Más recientemente, en enero de 2026, la hermana conocida como Sor Myriam, quien se encargaba de la cocina en el restaurante que las monjas cismáticas habían abierto en Arriondas (Asturias), se acogió a la figura canónica de “ausencia comunitaria”, lo que implica su salida temporal o permanente del monasterio con permiso de la autoridad eclesiástica. Según la visión de la Iglesia Católica, la legítima comunidad de Belorado subsiste en las cuatro hermanas mayores que aún viven y en Sor Amparo, quienes no se unieron al movimiento sedevacantista.

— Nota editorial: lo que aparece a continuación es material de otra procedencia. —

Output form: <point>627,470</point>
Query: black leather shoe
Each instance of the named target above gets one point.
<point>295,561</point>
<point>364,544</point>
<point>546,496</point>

En su carta, Mons. Iceta, que ejerce como Comisario Pontificio para los monasterios de Santa Clara de Belorado y Derio, así como el de Orduña, subrayó la naturaleza de la excomunión. La calificó como una “acción jurídica considerada por la Iglesia como una medida medicinal, que mueve a la reflexión y a la conversión personal”. Esta perspectiva resalta el objetivo pastoral de la pena canónica, buscando la enmienda y el retorno del fiel.
El prelado, quien desde el inicio de la rebelión cismática ha hecho reiterados llamamientos a la conversión, enfatizó la misericordia inherente a la Iglesia. “La Iglesia muestra siempre sus entrañas de misericordia y, como Madre, está dispuesta a acoger a sus hijos que, como el hijo pródigo, confían en la misericordia de Dios y emprenden el camino de vuelta a la casa del Padre”, expresó Mons. Iceta, apelando a una de las parábolas más significativas del Evangelio para ilustrar la disposición de la Iglesia a perdonar y readmitir.
En este contexto de reconciliación, el Arzobispo de Burgos instó a las clarisas a encomendar a las dos hermanas que regresan y a “acogerlas con afecto fraterno y a alegraros por estas hermanas que regresan a casa”. Su mensaje final, que cita las palabras de Jesús en el Evangelio según San Lucas (15:7) –“Habrá más alegría en el cielo por un solo pecador que se convierta que por noventa y nueve justos que no necesitan convertirse”–, encapsula el espíritu de celebración y esperanza que acompaña este perdón. La reincorporación de Sor Paz y Sor Adriana representa un rayo de esperanza en una situación compleja, reafirmando el compromiso de la Iglesia con la misericordia y la posibilidad de redención para aquellos que buscan retornar a su seno.